Selain membacakan puisi kebangsaan, mereka dalam sambutannya mengapresiasi bangkitnya pergerakan SI di tengah situasi memudarnya nilai persatuan kebangsaan Indonesia yang sekarang di komandoi oleh Hamdan Zoelva mantan Ketua Mahkamah Konstitusi.
Tampak hadir dalam acara tersebut Penasehat SI Sumatera Selatan yang juga mantan Kabareskrim Komjen Pol (Purn) Susno Duadji, mantan Aster Panglima TNI Mayjen TNI (Purn) Suprapto yang menjabat Ketua SI DKI Jakarta, mantan Anggota DPR Sjafruddin Harahap, budayawan Syamsuddin CH. Haesy dan Valina Sinka eks anggota KPU.
Pada puncak acara ditutup dengan pidato Ketua Umum SI Hamdan Zoelva yang mengajak seluruh kaum SI untuk merefleksikan pidato HOS Tjokroaminoto 101 tahun yang lalu mengenai arti pentingnya pemerintahan sendiri (zelf bestuur) yang disampaikan dalam Kongres Nasional SI di Bandung.
Menurut HOS Tjokroaminoto: "Betapa pentingnya cita-cita persatuan dari seluruh nusantara, kita ciptakan suatu jenjang yang akan dinaiki guna mewujudkan suatu "natie". Dengan perkataan nasional, kita bermaksud bahwa SI menuju ke arah persatuan yang tegas dari semua golongan bangsa Indonesia yang harus dibawa setinggi "natie".
Lambat laun dengan jalan evolusi, berjuang mencapai pemerintahan sendiri (zelf bestuur) sekurang-kurangnya memperjuangkan agar bangsa Indonesia dapat ikut serta dalam urusan pemerintahan di tanah airnya".
Hamdan Zoelva menekankan, bagi kaum SI nasionalisme merupakan bagian penting dari tuntutan dan perjuangan SI sejak awal berdirinya hingga sekarang dan ke depan.

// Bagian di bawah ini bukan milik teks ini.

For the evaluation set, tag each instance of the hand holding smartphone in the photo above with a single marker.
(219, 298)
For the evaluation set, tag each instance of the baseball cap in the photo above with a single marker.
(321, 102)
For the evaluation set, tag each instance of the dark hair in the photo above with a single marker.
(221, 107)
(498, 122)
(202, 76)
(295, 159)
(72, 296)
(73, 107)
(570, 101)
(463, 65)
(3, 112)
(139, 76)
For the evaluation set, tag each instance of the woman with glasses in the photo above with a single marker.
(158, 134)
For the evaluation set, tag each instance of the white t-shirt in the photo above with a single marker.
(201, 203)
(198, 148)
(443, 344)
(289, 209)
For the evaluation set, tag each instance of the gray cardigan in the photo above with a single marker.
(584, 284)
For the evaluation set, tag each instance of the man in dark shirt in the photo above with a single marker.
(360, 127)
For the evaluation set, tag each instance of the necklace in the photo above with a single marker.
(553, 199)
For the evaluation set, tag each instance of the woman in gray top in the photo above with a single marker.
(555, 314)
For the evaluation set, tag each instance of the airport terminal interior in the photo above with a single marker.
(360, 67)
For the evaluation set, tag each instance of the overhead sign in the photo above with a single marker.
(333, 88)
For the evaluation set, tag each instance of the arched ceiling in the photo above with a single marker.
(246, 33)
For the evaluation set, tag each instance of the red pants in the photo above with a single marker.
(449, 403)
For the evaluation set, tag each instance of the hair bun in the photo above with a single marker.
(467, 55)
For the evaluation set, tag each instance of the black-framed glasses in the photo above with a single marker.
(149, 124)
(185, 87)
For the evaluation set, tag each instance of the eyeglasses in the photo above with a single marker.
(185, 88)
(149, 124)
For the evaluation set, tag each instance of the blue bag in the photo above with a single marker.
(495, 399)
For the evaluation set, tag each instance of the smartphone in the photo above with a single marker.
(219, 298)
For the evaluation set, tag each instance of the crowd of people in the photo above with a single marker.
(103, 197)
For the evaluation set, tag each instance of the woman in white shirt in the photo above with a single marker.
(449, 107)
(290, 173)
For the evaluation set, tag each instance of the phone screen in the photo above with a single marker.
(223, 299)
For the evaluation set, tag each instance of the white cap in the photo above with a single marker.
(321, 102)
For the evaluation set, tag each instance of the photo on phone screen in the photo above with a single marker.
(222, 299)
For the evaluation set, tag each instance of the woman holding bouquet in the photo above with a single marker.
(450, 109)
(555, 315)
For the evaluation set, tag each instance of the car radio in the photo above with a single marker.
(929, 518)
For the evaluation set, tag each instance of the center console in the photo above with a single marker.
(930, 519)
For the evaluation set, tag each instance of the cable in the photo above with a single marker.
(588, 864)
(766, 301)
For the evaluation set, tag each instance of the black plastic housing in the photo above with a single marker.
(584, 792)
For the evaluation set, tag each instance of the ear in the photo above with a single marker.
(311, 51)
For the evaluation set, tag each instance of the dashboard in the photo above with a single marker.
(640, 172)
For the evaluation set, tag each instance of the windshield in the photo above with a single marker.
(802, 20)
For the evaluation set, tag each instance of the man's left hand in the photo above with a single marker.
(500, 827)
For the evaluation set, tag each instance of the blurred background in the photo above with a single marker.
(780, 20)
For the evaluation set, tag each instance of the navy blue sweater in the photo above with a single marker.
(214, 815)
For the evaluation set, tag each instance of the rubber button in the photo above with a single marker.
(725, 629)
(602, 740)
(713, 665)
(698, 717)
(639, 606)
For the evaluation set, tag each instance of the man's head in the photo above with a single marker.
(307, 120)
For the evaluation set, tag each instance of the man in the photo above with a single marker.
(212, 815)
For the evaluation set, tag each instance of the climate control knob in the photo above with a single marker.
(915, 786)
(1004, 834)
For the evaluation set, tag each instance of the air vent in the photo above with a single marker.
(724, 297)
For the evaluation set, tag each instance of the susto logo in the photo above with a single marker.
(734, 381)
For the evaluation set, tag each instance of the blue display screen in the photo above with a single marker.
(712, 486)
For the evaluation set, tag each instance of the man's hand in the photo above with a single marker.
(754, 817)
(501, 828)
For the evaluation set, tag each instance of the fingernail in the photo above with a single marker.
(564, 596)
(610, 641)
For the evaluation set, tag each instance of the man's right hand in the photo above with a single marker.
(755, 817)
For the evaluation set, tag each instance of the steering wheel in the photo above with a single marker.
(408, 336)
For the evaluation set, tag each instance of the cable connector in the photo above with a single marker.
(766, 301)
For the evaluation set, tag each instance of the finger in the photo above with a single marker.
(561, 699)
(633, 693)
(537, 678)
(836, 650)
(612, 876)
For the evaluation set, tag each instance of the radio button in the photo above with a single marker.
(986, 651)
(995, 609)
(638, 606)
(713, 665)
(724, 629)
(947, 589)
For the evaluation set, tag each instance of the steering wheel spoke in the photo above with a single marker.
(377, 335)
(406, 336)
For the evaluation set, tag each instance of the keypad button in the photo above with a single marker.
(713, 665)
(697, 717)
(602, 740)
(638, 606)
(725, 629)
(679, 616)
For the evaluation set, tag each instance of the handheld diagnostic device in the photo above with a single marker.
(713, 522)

Nasionalisme yang diyakini oleh SI adalah nasionalisme bukan berdasarkan prinsip-prinsip materialisme, bukan pula nasionalisme yang sempit (chauvinistic) dan membabi buta.
Nasionalisme yang dibangun yang berlandaskan nilai-nilai religiusitas sebagai manifestasi prinsip ketuhanan. Selain itu, nasionalisme yang SI bangun menerima keberagaman sebagai sunatullah yang selalu ada dan tidak bisa dihapuskan.
"Justru dengan keberagaman itu, kita dituntut untuk saling kenal mengenal, saling menghormati satu sama lain yang akan memperkuat persatuan kita guna mewujudkan nilai-nilai kemanusiaan yang adil dan beradab, cinta tanah air, musyawarah, dan keadilan sosial," tutur Hamdan.